Pas de chance, Paris jouait plutôt le rôle du Bouledogue, celui qui aboie tout le temps et que son maître a du mal à tenir en laisse. C'est du moins ce que certains se plaisaient à croire, sur les bords de la Seine (sur les quais de Paris, comme dit la chanson).

Ivresse française de la puissance ? Depuis qu'on a réussi la Libye et le Mali (deux opérations que j'ai soutenues, souvenez-vous, ce qui m'autorise, je pense, à manifester une once de distance aujourd'hui), voici pourtant que nous apparaissons comme des va-t-en-guerre. La réaction FR à la proposition russe avec ce projet de résolution ultra maximaliste à l'ONU montrait surtout notre dépit d'avoir été dupé.
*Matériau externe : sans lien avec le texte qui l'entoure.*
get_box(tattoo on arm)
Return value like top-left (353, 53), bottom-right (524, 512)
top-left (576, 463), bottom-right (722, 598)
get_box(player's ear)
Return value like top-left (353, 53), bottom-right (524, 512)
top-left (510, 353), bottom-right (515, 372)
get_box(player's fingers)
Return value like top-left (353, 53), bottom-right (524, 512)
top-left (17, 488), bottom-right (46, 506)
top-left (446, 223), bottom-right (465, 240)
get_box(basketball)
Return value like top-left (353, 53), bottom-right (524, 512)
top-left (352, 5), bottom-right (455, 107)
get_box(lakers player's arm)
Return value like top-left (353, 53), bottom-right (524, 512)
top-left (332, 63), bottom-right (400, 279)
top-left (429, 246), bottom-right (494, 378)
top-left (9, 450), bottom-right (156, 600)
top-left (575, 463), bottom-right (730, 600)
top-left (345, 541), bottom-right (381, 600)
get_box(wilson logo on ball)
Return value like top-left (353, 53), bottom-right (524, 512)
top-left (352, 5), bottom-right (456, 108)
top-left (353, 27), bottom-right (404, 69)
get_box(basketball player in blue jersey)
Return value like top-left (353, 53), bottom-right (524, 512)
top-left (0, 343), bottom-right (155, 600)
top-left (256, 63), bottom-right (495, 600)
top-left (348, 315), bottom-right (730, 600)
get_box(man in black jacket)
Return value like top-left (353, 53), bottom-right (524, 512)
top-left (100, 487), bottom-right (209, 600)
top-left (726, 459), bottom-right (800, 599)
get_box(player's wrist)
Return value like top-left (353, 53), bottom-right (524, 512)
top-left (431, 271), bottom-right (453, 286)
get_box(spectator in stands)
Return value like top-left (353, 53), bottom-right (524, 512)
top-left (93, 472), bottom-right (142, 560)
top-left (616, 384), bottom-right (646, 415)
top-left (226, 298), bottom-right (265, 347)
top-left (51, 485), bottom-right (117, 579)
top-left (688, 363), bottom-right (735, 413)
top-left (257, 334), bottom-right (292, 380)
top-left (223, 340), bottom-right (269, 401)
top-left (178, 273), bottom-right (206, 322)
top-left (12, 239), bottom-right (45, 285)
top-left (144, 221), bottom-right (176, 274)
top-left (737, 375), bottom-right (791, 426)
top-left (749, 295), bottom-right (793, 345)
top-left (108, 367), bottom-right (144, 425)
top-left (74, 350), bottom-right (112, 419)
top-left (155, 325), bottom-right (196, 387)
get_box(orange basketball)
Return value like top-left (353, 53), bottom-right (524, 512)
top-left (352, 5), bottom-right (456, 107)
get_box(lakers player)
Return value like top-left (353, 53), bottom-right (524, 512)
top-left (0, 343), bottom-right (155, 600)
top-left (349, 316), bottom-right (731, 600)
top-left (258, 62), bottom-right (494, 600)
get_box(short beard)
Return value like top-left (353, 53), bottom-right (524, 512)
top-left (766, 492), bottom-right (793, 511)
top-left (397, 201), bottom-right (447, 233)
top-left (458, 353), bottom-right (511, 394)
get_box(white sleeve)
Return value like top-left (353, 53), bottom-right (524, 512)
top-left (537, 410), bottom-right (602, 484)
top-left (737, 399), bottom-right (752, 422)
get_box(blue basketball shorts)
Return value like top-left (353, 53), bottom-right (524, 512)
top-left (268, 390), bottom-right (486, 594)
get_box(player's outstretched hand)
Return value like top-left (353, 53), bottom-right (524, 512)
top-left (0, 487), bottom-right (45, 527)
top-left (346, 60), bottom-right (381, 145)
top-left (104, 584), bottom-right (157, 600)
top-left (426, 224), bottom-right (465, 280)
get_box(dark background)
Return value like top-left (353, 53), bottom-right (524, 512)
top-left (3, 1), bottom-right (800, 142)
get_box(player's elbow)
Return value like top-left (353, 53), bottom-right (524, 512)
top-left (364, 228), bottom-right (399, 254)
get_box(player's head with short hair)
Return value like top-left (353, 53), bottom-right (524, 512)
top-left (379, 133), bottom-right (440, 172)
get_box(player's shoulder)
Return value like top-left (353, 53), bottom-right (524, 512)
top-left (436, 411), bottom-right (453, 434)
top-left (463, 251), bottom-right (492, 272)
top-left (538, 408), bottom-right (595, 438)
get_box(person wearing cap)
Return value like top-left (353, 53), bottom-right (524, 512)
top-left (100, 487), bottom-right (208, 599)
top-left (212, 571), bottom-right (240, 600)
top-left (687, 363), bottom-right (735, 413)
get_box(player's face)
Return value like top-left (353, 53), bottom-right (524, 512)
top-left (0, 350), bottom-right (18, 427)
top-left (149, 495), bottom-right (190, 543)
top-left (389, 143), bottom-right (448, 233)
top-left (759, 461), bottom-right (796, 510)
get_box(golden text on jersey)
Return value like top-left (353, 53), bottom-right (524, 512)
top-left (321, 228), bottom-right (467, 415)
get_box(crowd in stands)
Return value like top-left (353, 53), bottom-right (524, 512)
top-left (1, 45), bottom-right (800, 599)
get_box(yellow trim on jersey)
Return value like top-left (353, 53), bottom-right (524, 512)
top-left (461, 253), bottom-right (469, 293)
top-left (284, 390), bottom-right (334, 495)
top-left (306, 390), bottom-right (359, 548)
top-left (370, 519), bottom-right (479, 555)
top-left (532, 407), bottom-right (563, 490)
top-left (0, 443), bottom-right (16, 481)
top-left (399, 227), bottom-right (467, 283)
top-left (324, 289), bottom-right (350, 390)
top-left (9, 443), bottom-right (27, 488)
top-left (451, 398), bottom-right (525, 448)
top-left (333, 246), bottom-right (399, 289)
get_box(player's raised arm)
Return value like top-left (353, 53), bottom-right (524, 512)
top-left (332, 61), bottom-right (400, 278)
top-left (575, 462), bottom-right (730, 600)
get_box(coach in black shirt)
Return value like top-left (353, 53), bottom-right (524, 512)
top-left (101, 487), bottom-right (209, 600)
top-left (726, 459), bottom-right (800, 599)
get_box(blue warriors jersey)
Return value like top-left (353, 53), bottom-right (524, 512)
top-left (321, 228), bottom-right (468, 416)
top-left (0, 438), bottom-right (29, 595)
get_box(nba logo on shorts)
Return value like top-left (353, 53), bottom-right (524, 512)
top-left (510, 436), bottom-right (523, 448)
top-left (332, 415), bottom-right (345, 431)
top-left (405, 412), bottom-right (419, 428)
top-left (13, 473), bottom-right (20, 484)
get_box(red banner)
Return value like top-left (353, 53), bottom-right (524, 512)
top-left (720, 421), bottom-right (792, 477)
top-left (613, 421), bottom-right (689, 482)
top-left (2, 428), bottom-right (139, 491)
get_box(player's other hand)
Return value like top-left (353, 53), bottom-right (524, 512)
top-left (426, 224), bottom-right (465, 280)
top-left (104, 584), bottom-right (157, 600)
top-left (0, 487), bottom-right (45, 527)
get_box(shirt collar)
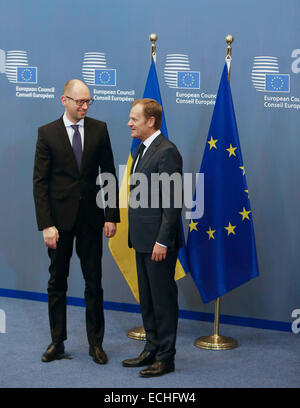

Cela a été rejeté, bien sûr, et surtout fait apparaître à quel point nous sommes non le caniche, non le bouledogue, mais le roquet aboyeur de Washington : cela me fait penser à ces vieilles dames embarrassées de voir leur petit chien aboyer comme un fou et déranger tout le monde, surtout quand en face il y a un gros chien qui lui reste bien élevé même s'il n'a qu'une envie, aller donner un coup de croc à ce petit malotru qui l'asticote. Les roquets sont arrogants, c'est une caractéristique qu'on prête souvent aux français, allez savoir pourquoi.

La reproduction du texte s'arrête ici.